Dr. Repka says he’s hopeful for the future, despite the challenges. “In general, ophthalmology is likely to be a big winner in this program compared to other specialties, for a lot of reasons, some of which are inherent to ophthalmology,” he says. “Ophthalmologists tend to be interested in technology and electronics, and a large percentage of practices were early adopters of EHR. On top of that, the IRIS registry has pooled the data together to make the effort fairly seamless, so you don’t have to pay an employee to enter the data. Of course, it’s possible to do that manually, but it’s much more cumbersome.

“It’s very reasonable for a payer to assess the services physicians provide for their insured,” he continues. “A payer has that right. We know that's happening on the government side, and it will happen more and more on the commercial side, so it’s not going away. The big issue is, if meeting these requirements takes up a lot of time, you don’t really want the doctors having to manage this. This performance measurement needs to be a system that does not involve manual data collection. It should be as painless and invisible to the physician as it can be, and risk-adjusted. But beyond that, we want to make sure ophthalmologists can avoid the penalties, and if they want to spend the time and money, go after the bonuses. The bottom line is, we want ophthalmologists to succeed.”

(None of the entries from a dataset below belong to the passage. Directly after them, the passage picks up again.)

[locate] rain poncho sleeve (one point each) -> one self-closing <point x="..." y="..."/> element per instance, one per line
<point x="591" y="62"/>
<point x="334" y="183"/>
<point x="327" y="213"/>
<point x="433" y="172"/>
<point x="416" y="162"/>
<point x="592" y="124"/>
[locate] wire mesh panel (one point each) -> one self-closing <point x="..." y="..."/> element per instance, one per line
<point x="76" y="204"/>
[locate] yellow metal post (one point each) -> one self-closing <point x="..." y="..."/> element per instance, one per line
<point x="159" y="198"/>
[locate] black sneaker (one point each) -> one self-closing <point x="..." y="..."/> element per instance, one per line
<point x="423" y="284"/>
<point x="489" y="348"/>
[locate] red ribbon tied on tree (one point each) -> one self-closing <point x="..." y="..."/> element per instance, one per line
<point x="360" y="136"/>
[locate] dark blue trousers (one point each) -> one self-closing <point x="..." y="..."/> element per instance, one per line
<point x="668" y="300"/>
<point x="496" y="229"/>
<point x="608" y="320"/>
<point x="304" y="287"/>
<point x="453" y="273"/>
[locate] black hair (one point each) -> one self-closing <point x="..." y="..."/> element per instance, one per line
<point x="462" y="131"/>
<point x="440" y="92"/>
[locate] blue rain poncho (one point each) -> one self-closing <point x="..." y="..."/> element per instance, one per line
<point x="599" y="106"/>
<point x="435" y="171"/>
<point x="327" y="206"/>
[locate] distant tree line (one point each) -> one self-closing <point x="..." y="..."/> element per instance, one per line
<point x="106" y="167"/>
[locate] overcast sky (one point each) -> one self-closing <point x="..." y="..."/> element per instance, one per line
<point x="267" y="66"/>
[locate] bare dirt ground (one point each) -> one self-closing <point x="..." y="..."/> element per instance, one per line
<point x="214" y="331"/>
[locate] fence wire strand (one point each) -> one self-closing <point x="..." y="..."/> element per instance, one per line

“No one is ever going to say, ‘I love MIPS!’ ” adds Mr. Grant. “However, after practices start to receive substantial bonuses, they may not feel that the system is unreasonable. We’ll see what happens one the incentives and penalties begin to appear.”  REVIEW

Dr. Repka consults on this topic for the AAO, but has no other relevant financial disclosures. Dr. McClellan and Mr. Grant have no financial ties to anything discussed in the article, although Dr. McClellan notes that he is an independent board member for Johnson & Johnson.